Design addresses 7 issues identified in Phase 1 review: - Bulk copy column mapping (by name, intersect with destination) - Schema-qualified table names (parse tableName, QUOTENAME) - Configurable timeouts (single commandTimeoutSeconds) - JDE date sentinel (1900-01-01 default for invalid dates) - TransformingDataReader ordinal mapping (MapOrdinal on interface) - Transformer lifecycle (document single-use, no auto-dispose) - Column rename collision validation (fail-fast on duplicates) Reviewed by Codex MCP with all issues addressed.
18 KiB
ETL Pipeline Phase 2 Design
Date: 2026-01-03 Status: Reviewed (Codex MCP) Purpose: Extend the ETL pipeline with feature improvements: column mapping, schema-qualified tables, configurable timeouts, date validation, ordinal mapping fixes, and collision detection.
Problem Statement
Phase 1 implemented the core ETL pipeline.
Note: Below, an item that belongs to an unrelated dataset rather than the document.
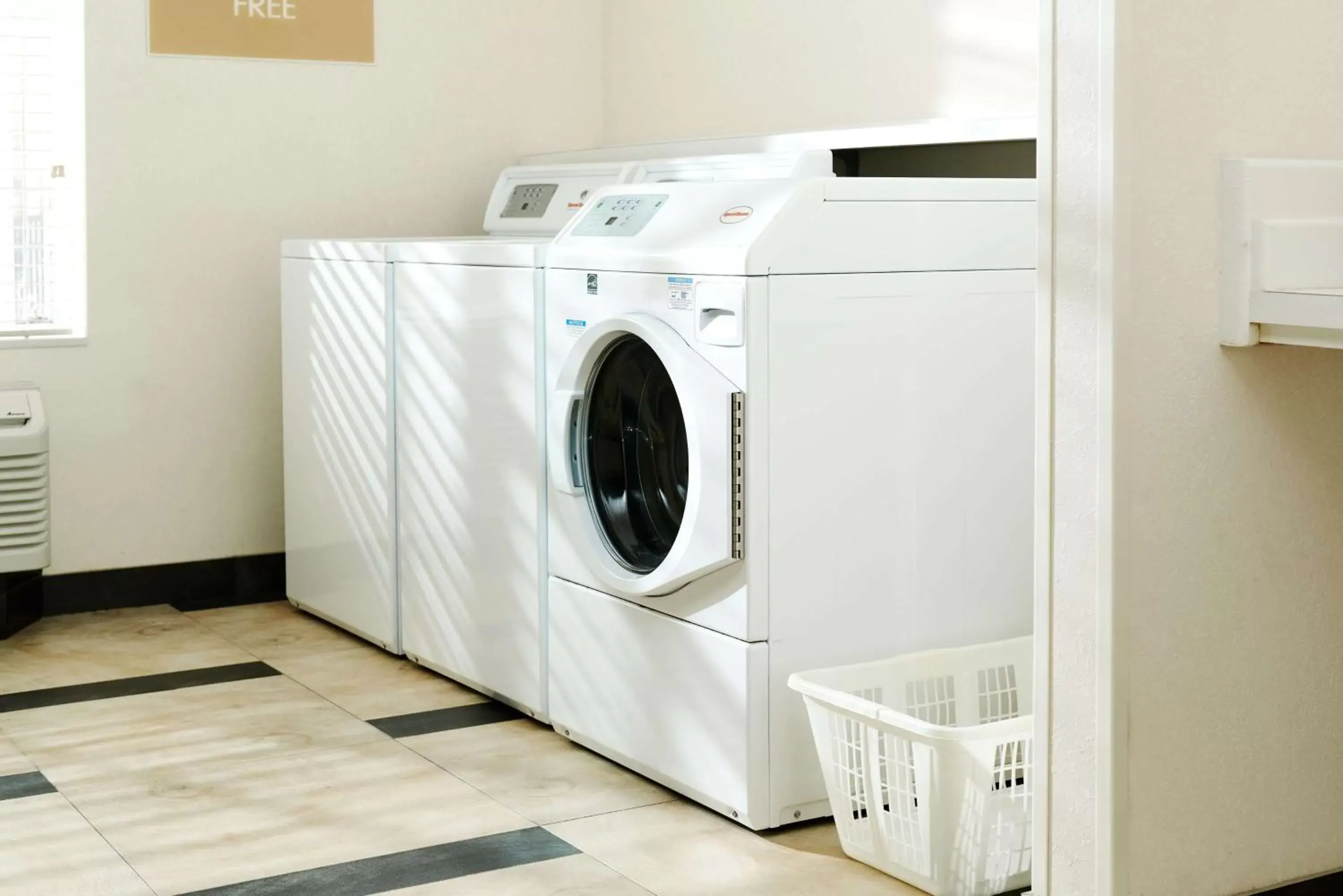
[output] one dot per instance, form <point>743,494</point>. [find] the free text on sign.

Phase 2 addresses limitations identified during review:
Feature Gaps:
- Bulk merge relies on ordinal matching - source column order must match destination
- Schema-qualified table names (
dbo.Table) not fully supported in scripts - Bulk merge timeouts not configurable
- JDE date parsing fails on invalid dates
Correctness Issues:
5. TransformingDataReader bypasses transformer mappings for GetBytes/GetChars/GetData
6. Column rename collisions not validated
Design Decisions
| Issue | Approach |
|---|---|
| Column mapping for bulk ops | Explicit SqlBulkCopy.ColumnMappings, intersect with destination schema |
| Schema-qualified tables | Parse tableName for schema, default "dbo" |
| Configurable timeouts | Single commandTimeoutSeconds for all SQL operations |
| Invalid JDE dates | Return sentinel date (1900-01-01 default) |
| TransformingDataReader bypasses | MapOrdinal on interface + base class overrides for computed columns |
| Column rename collisions | Throw on collision during init (including pre-existing duplicates) |
| Transformer disposal | Do not dispose transformers (single-use documented) |
Detailed Design
1. Bulk Copy Column Mapping
Problem: DbBulkMergeDestination and DbBulkImportDestination rely on ordinal matching between source and destination. Transformers that rename or reorder columns break bulk copy. Extra columns in source cause errors.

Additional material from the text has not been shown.